Noch einige wenige Kurzfilme (darunter „The Pilgrim“) wird Chaplin für First National drehen, bevor er sich mit seinen Filmkünstlerkollegen Douglas Fairbanks, Mary Pickford und David Wark Griffith zur Gründung des „United Artists“-Verleih zusammenschließt, um ihre Filme unabhängig und in eigener Produktionsverantwortung herstellen zu können. Kurzfilme macht Chaplin danach keine mehr. Der Versuch, ein reines Melodram zu liefern, in dem er selbst als Schauspieler gar nicht auftritt („A
Woman of Paris“, 1923), erweist sich allerdings als Flop. Doch schon der folgende Film ist wieder ein Riesenerfolg: „The Gold Rush“(1925), in dem der Tramp zum Goldgräber in Alaska wird.
Ein halbes Jahrhundert später beschäftigte sich Chaplin erneut mit „The Kid“, um ihn neu in die Kinos zu bringen. Dabei entfernte er einige Szenen, die ihm nunmehr als zu sentimental erschienen und komponierte eine neue Musik, so wie er das auch für andere seiner Stummfilme tat. Durch die Kürzungen schrumpfte der Film von etwa 68 Minuten auf 53 Minuten. Die Premiere dieser Neufassung ging am 4. April 1972 im Lincoln Center in New York über die Bühne – in Anwesenheit des 82jährigen Charlie Chaplin, der erstmals wieder in den USA auftrat, nachdem er sie 30 Jahre zuvor im Streit verlassen hatte. Die Partitur mit ihrem an Tschaikowski erinnernden Hauptthema verstärkt das Mitgefühl, das der Film beim Zuschauer hervorruft. Und umso mehr muss dieser auch heute noch bei „The Kid“die ein oder andere Träne zurückdrängen.

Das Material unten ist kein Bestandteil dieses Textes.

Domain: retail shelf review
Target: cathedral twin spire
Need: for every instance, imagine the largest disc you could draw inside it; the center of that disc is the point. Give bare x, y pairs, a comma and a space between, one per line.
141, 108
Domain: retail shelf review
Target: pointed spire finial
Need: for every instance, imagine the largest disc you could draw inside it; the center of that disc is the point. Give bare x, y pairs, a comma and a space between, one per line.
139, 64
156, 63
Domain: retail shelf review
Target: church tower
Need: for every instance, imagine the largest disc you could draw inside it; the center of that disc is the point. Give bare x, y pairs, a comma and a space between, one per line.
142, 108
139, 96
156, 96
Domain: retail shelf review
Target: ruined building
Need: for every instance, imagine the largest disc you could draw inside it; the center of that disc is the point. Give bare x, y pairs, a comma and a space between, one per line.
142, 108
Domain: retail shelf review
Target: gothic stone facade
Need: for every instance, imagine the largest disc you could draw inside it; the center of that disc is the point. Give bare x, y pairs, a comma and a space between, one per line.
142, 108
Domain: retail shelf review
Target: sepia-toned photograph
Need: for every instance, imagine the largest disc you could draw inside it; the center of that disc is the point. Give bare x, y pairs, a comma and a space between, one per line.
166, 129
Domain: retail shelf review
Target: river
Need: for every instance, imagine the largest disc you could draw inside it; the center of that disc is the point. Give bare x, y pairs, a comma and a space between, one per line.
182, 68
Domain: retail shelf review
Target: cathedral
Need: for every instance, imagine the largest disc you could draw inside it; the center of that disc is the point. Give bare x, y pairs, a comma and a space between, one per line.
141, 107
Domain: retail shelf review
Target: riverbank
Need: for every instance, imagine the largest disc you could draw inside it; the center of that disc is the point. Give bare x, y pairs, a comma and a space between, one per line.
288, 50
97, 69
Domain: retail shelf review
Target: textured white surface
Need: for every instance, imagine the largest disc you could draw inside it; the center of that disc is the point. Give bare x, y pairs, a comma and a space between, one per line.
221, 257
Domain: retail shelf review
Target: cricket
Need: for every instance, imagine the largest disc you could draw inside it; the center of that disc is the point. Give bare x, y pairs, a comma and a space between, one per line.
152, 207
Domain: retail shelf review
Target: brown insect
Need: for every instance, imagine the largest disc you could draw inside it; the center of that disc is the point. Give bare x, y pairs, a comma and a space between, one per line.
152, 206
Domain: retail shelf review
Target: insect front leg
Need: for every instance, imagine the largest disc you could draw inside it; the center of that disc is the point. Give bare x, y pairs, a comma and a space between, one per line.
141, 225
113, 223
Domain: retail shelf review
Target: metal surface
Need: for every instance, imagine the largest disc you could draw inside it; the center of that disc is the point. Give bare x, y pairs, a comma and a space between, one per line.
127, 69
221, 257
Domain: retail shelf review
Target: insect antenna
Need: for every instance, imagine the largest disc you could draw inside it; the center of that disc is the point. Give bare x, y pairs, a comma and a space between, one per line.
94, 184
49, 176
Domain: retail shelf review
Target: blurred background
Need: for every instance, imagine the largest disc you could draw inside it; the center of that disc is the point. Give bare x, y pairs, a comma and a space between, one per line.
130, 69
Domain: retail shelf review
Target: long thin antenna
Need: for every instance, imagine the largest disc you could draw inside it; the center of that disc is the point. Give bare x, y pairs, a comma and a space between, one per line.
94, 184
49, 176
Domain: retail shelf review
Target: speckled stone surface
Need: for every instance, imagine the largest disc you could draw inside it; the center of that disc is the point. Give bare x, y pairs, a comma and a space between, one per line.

Die deutsche Bezeichnung „Akt“gibt den englischen Ausdruck „Reel“(eigentlich: „Spule“) nur ungenügend wieder. Eine Standard-Filmspule umfasste ca. 1 000 Fuß, d. h. 300 Meter Film, was einer Projektionszeit von rund 10 Minuten bei 24 Bildern/Sekunde entspricht. Bei den meist langsameren Geschwindigkeiten, die im Stummfilm gebräuchlich waren, sind es etwa 12-15 Minuten. David Robinson: Chaplin. Sein Leben. Seine Kunst, Zürich (Diogenes Verlag) 1993, S. 300. Auch die folgenden biografischen Details stützen sich auf dieses Werk.
Charles Chaplin: My Autobiography, London (Penguin
Classics) 2003.
Tom Gunning: The Grail of Laughter and the Fallen Angel,
in: The Kid (DVD), Criterion Collection #799.